Friday, February 8, 2013

* Terminal Tower Indeed?


Cleveland's Terminal Tower


The late Jimmy Hoffa

The very late Richard III


Cementing History 

My friend and occasional contributor to The Anti-Yale, Ron Richo, is amused by recent news of a famous British monarch:  "Funny that they found the remains of a king who died 528 years ago but they can't find Jimmy Hoffa," he writes with a sly smile.



The brash labor leader disappeared  almost forty years ago in July, 1975,  and is rumored to have been dumped into the wet cement of the Renaissance Center (now the General Motors Building)  as it was being constructed in Detroit, Michigan.

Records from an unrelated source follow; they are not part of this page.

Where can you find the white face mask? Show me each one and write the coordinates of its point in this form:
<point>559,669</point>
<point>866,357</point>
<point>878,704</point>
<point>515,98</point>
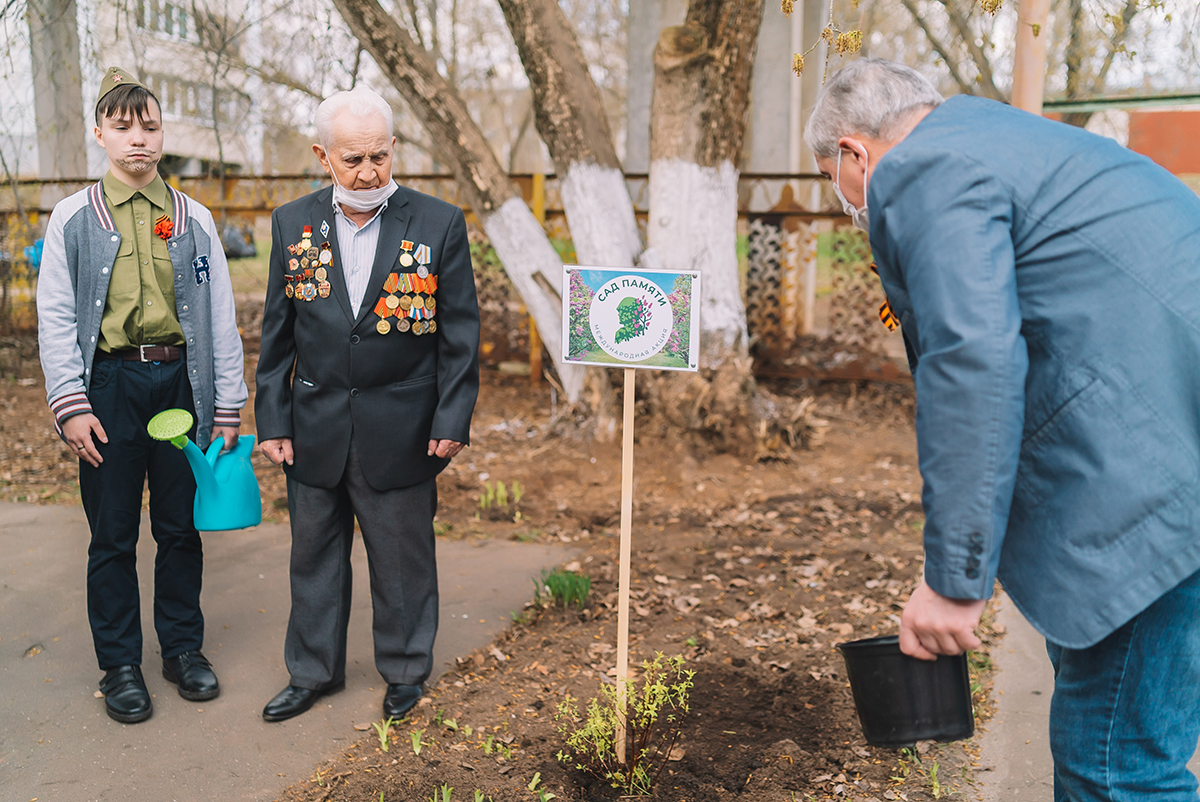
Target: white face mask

This "cement shoes" mafia scenario reminds me of my own introduction to Cleveland, Ohio forty-two years ago when I, as an East Coaster, dared to go to grad school in a quiet mid-western Ohio town called Kent, soon to become famous for its own violent mysteries, associated with student protest.


My new Ohio friends introduced me to a bit of Cleveland folklore about the famous Cleveland Terminal Tower, built from 1920-1934.


It is said that during one of the cement "pours" which raised the Tower to its height of 52 stories, a workman fell into the cement.


The pour was so important and its interruption would be so expensive, that the foreman declared 
the worker dead and his retrieval impossible,so that the Terminal Tower suddenly  became his terminal destination as well as his permanent embalming.


I was never able to think of Cleveland after hearing that story without thinking of that poor workman and his poor family.


I suppose one could could say he had a tomb larger than a pharaoh's, a monument greater than any president's or king's.


History is full of such monumental rationalizations I'm afraid.